Eine Erkenntnis, die unlängst auch der Weltfußballverband in einer Studie öffentlich machte: Demnach sind bei den WM-Turnieren 2002 und 2006 die Teamärzte über die "nicht verschreibungspflichtigen Supplemente" wie Vitamine, Proteine, Nahrungsergänzungs- und eben auch Schmerzmittel befragt worden.
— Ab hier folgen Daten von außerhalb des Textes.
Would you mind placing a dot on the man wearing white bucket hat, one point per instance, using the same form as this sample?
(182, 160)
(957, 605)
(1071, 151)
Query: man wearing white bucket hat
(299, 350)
Das Ergebnis war erschütternd: Jeder zehnte Spieler nahm Schmerzmittel vor jedem Match, 20 Prozent bei zwei von drei Spielen, die Hälfte mindestens einmal während des Turniers. "Die schlucken Voltaren und Aspirin in ungeheuren Mengen, auch ohne medizinische Indikation. Das macht uns Sorgen", klagte unlängst Professor Toni Graf-Baumann, Mitglied der medizinischen Kommission der Fifa. "Die letzten DFB-Studien stammen aus dem Jahr 2000. Da sind rund 20 bis 30 Prozent der Spieler mit Schmerzmitteln versorgt worden. Das geht aus den Medikationslisten hervor, die vor Dopingkontrollen erstellt werden", erklärt Mario Thevis, Biochemiker an der Kölner Sporthochschule.